Mittwoch, 27. Mai 2009

Rachels Hochzeit (Rachel Getting Married)

USA 2008
R: Jonathan Demme
D: Anne Hathaway, Rosemarie DeWitt, Anisa George, Bill Irwin

Nach neun Monaten darf die drogensüchtige Kym erstmals die Entzugsklinik verlassen, um zur Hochzeit ihrer älteren Schwester Rachel nach Hause zurück zu kehren.

rachel_getting_marriedDie Hochzeitsfeier findet auf dem Grundstück von Kyms Vater (Bill Irwin) statt, das Haus ist voller Menschen, alle sind aufgeregt und angespannt. Kym (Anne Hathaway), kettenrauchend und ständig schwarz gekleidet, fühlt sich nicht zugehörig zur fröhlichen, bunten Hochzeitsgesellschaft. Wie ein Fremdkörper bricht sie in eine scheinbar heile Welt ein und reißt alte Wunden auf.
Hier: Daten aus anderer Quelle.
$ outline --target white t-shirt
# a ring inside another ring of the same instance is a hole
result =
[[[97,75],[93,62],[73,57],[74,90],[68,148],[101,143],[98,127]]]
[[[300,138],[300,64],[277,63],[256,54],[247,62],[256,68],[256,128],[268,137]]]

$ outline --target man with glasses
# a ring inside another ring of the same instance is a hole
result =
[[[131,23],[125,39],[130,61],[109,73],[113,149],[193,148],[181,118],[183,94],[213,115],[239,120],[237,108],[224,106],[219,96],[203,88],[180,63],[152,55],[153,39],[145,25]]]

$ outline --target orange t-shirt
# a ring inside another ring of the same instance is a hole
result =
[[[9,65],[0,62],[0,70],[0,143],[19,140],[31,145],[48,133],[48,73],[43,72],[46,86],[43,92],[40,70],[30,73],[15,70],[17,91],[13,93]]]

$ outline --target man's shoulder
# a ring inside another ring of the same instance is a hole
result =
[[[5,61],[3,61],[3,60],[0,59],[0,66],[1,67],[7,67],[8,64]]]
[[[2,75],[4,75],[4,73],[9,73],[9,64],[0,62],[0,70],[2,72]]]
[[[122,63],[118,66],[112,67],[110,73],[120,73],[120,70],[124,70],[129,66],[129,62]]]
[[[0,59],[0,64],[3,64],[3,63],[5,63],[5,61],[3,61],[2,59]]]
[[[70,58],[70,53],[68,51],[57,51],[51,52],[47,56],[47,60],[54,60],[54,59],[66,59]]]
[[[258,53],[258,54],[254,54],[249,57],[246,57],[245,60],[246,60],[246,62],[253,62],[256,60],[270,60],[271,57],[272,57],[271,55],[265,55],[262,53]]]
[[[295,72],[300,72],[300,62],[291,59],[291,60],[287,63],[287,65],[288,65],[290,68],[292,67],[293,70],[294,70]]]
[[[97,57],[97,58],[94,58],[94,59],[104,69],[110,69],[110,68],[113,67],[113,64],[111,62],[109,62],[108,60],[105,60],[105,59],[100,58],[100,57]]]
Die Situation ist angespannt, Kym fühlt sich ständig beobachtet, sie hat den Eindruck, dass man ihr vergangene Fehler ohnehin nicht verzeiht, egal wie sehr sie sich bemüht. Sie denkt, alle würden nur darauf warten, dass sie etwas anstellt, also geht sie erst recht auf Konfrontationskurs. Anne Hathaway legt in dieser Rolle eine beachtliche Leistung ab. Das nette Mädchen aus "Plötzlich Prinzessin" ist zur überzeugenden Charakterdarstellerin gereift. Dafür gab es auch eine Oscar-Nominierung.
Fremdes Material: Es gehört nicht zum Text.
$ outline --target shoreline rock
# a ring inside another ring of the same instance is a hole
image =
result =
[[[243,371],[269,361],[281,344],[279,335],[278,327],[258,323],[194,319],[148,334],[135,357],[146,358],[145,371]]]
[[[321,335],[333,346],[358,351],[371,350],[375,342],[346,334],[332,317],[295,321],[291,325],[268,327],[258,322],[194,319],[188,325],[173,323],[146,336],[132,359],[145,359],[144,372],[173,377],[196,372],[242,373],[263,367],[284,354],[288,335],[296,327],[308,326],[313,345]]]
Kyms Vater und ihre Schwester Rachel (Rosemarie DeWitt) sind hin- und hergerissen zwischen der Freude, Kym wieder bei sich zu haben und der Sorge um das Problemkind, zwischen der Aufregung rund um die Hochzeit und lange aufgestauten negativen Gefühlen. Rachel ist gereizt, weil sich wie immer alles um ihre Schwester dreht, wenigstens einmal möchte sie im Mittelpunkt stehen, schließlich ist sie die Braut.

Jonathan Demme, Regisseur von "Das Schweigen der Lämmer" und "Philadelphia", gelingt ein eindrucksvolles Porträt einer dysfunktionalen Familie, in der es viele Schwierigkeiten, aber auch sehr viel Liebe gibt. Eine wackelige Handkamera vermittelt Homevideo-Feeling, der Zuschauer fühlt sich ins Geschehen hineinversetzt, als wäre er ebenfalls ein Gast auf der Hochzeit. Dadurch wirken Momente der Konfrontation noch sehr viel stärker, es entstehen aber auch Längen.

Das Familienfest, bei dem sich letztendlich alle hemmungslos streiten anstatt in Harmonie zu feiern, ist ein beliebtes Motiv im Kino, von "Das Fest" bis "Pieces of April" oder "Der Eissturm". Durch die Anspannung, ein schönes Fest feiern zu wollen, brechen lange schwelende Konflikte erst recht aus und es fliegen die Fetzen. Das ist Kino, das ans Eingemachte geht: Wer sich nicht an ähnliche Situationen mit der eigenen Familie erinnert fühlt, kann sich glücklich schätzen.

7/10

>> Rachels Hochzeit
>> Familienfeste am Rande des Nervenzusammenbruchs: Best Thanksgiving Movies, sehr sehenswert ist auch "No Panic" mit Denis Leary und Kevin Spacey (spielt zu Weihnachten) - tja, und nicht zu vergessen: "Muttertag"!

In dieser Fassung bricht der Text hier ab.